Beyoncé began by praising Solange and recalling how her musical obsessions – with Alanis Morissette, Minnie Riperton –had always been unique. “I guess I always felt a yearning to communicate — I had a lot of things to say,” Solange explained. “And I appreciated y’all’s patience in the house during all of these different phases. They were not ever very introverted, quiet phases.”
Solange also cites Syreeta Wright as a significant influence because she, and Ripperton, were were evocative while singing about “tough shit.” Solange emulated that balance in her LP. “It was very intentional that I sang as a woman who was very in control, a woman who could have this conversation without yelling and screaming because I still often feel that when black women try to have these conversations, we are not portrayed as in control, emotionally intact women, capable of having the hard conversations without losing that control,” she said.
Beyoncé also commended Solange’s ability to be on top of new trends, artists and styles before they hit the mainstream. “I love connecting people. I love introducing people to other people who are doing incredible work in the world,” said Solange. Plus, she added that she spends “too much time” on the Internet.
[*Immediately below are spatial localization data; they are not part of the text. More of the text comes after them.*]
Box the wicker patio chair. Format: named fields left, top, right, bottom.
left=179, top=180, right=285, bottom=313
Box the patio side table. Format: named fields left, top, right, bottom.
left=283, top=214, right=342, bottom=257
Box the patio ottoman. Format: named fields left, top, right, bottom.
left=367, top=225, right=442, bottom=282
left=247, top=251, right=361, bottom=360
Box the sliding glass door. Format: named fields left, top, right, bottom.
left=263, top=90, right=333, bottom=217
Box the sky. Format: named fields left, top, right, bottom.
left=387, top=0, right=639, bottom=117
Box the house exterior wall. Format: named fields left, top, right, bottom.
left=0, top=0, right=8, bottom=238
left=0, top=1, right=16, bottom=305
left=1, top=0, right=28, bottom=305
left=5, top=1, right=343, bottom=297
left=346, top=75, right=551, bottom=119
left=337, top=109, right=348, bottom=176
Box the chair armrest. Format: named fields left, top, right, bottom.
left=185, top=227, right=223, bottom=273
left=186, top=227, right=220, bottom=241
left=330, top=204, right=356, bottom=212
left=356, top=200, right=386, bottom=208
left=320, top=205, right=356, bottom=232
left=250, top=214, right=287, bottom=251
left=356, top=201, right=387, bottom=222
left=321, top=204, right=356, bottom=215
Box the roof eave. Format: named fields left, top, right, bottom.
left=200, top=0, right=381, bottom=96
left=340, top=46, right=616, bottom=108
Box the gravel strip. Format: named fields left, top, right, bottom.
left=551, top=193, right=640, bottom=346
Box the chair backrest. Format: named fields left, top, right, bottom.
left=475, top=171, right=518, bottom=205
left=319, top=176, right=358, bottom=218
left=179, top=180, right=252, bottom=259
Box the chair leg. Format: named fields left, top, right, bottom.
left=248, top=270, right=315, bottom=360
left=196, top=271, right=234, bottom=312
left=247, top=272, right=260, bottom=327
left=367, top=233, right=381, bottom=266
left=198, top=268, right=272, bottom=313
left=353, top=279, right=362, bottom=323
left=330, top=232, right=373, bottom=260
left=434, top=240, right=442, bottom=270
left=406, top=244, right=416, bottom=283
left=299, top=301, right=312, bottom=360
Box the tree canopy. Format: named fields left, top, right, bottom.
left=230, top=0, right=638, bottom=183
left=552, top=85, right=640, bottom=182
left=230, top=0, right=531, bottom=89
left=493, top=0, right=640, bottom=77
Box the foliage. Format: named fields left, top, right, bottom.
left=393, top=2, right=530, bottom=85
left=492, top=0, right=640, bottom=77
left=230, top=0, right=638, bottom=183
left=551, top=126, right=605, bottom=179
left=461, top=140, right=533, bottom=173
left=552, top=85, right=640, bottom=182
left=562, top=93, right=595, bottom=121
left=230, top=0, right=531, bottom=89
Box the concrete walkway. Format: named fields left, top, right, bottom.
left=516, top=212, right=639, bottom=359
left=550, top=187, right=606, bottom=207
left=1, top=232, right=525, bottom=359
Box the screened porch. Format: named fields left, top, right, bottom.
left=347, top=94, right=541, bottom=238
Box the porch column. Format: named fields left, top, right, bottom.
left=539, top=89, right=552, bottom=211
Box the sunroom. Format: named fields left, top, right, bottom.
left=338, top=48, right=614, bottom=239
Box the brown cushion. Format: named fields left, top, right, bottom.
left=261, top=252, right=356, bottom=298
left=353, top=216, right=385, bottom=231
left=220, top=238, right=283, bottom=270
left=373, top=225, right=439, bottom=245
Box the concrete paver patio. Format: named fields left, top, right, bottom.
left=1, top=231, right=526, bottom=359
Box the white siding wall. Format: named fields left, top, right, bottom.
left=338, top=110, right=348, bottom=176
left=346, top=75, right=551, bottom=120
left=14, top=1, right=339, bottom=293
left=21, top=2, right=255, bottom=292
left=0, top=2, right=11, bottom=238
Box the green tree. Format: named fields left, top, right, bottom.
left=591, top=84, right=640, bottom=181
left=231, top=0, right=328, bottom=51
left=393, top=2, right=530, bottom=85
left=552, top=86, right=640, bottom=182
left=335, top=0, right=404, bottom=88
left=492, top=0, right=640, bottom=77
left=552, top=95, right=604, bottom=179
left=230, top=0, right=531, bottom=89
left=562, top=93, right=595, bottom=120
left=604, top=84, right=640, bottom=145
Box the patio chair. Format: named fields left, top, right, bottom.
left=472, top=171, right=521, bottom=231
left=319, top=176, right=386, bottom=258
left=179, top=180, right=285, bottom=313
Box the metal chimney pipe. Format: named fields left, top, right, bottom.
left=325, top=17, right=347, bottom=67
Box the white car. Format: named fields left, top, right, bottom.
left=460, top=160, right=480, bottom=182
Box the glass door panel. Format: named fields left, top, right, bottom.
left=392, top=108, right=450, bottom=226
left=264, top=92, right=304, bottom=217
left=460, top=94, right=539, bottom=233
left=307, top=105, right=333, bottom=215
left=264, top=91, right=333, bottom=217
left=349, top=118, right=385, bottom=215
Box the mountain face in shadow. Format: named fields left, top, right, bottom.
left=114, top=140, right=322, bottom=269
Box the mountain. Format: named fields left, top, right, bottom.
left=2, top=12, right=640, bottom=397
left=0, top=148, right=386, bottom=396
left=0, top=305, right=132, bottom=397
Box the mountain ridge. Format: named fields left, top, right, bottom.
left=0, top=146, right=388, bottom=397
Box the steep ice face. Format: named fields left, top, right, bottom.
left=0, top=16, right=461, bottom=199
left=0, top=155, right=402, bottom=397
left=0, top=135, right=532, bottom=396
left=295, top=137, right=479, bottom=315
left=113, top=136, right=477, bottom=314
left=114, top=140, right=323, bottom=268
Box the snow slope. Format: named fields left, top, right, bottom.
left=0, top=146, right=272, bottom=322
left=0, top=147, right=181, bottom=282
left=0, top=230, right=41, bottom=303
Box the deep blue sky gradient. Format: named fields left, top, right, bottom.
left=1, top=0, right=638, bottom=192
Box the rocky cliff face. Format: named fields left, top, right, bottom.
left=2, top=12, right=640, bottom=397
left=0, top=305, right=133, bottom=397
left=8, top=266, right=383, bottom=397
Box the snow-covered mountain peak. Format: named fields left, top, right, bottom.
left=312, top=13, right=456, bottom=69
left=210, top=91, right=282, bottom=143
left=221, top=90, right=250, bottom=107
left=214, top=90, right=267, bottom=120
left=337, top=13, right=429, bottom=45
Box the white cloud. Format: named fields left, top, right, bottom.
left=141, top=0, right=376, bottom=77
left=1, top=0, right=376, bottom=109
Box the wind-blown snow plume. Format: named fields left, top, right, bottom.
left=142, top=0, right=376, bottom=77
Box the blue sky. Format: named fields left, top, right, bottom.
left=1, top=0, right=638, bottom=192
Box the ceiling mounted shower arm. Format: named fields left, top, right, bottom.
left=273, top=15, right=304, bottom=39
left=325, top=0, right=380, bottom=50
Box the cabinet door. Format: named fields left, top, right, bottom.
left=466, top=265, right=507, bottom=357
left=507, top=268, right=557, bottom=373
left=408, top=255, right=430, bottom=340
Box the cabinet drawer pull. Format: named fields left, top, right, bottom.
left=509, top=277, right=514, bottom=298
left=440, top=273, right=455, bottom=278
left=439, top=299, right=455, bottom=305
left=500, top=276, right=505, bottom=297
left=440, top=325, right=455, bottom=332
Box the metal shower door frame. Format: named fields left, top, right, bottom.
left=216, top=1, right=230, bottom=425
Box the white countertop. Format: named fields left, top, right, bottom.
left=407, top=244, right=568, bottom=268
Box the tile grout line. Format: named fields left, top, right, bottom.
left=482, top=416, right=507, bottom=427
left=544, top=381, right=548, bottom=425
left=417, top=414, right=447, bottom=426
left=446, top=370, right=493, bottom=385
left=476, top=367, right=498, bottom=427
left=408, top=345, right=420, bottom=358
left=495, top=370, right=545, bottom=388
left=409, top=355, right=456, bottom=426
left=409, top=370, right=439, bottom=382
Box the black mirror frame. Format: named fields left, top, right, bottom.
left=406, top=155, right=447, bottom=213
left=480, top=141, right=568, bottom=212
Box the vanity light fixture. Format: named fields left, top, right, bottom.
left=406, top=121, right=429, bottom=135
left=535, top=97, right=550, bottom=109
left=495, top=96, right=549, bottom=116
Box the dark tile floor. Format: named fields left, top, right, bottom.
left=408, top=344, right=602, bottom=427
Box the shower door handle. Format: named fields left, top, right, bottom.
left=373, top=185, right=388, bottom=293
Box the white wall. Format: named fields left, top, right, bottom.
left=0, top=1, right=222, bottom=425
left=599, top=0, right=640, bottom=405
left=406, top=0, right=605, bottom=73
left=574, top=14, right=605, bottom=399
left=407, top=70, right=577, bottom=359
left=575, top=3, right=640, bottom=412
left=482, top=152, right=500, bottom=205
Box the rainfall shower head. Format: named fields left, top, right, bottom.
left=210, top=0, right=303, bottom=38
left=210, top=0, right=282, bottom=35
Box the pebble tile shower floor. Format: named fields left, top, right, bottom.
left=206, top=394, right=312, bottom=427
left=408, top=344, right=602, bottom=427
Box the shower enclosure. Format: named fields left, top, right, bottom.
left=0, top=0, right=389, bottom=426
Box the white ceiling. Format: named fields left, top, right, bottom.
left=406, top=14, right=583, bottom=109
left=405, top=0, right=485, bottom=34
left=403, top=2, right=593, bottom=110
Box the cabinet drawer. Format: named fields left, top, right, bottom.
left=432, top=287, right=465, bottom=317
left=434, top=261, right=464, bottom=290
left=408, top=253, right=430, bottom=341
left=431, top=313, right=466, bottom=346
The Knowles parents also figured heavily into the interview. Solange noted that she found many similarities between the experiences of their father and hip-hop mogul Master P, who appeared in several interludes on A Seat at the Table. On a lighter note, Beyonce asked Solange about the “funniest text you got from our mom this week,” intimating that texts from “Mama Tina” – like all moms – are are thing. Solange deflects her sister’s question. “Too personal,” she said.